Not drinking tonight and I already know it’s going to drive me crazy. it’s the damn pill the doc gave me. He wouldn’t give me librium for some reason (I think because it’s not covered by my insurance) so he gave me this other thing that makes me crave alcohol. Librium was the opposite. It made me not want to drink at all, and it just worked better than this shit. but the doctor is kind of an asshole to me because I drink so much. I’ve cut way back though. but skipping a night never used to be such a big deal.
revisiting the ghetto coffee shop at 10:30. i really appreciate that they were open today. the sandwich/burger maker dude seems very nice. i feel like i know him already. i have a stockpile of chicken and steaks at home but felt restless and wanted to be around people. whole different crew at night. i’d camp out here longer but there’s no bathroom.

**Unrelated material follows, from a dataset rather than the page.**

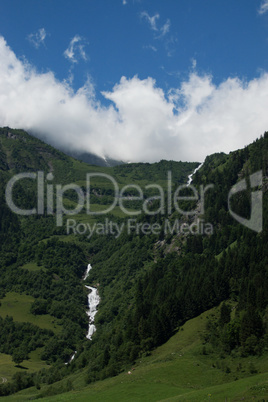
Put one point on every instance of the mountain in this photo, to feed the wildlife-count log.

the coverage of this storm has been making it sound like people are going to have to be inside for 2 weeks, not 24 hours. i watched Channel 2 for most of the day. everybody they interviewed on the street seemed happy. i discovered too that FiOS actually does have the channels i thought i wouldn’t get: NYC traffic cams and public access. the channel arrangement is strange. love watching those traffic cams. some of them today were completely white with snow.
tried writing something but got nowhere. tried building a web site with one of those Elegant Themes but got nowhere. those themes which are intended for use as photo galleries have an obnoxious and even baffling shortcoming. they all assume your photos will be horizontally oriented. this creates idiotic looking thumbnails for vertically oriented portraits. the head gets cut off but the torso sure looks prominent. there is no way to cut the thumbnail to your liking. very primitive.
hmm, just saw a train pass by on the N/Q line. outside subways were supposed to be suspended but i guess they move them around anyway during such times.
just feeling down and in the dumps all week. this weather, not even just today but all week, has been no help in raising my spirits. I was OK on Wednesday, I guess, for a while at least. Feels like my brain is burning. Cleared out a closet of some crap that I had tried to sell on eBay but gave up on months ago. Didn’t realize I still had it in the closet. Think I sold a DVD set a few weeks ago but nothing else for a long time. not going to waste my energies on that shit any more but will leave a few things up for now. would like to get ruthless with clearing space. could stand to get rid of at least a shelf of books that i will never read or even open. it’s become hard to read books as i age and my near vision gets worse.
lots of people out walking around. cabin fever, i bet. that’s what i got. might put this tablet away at home and walk around some in the wonderland.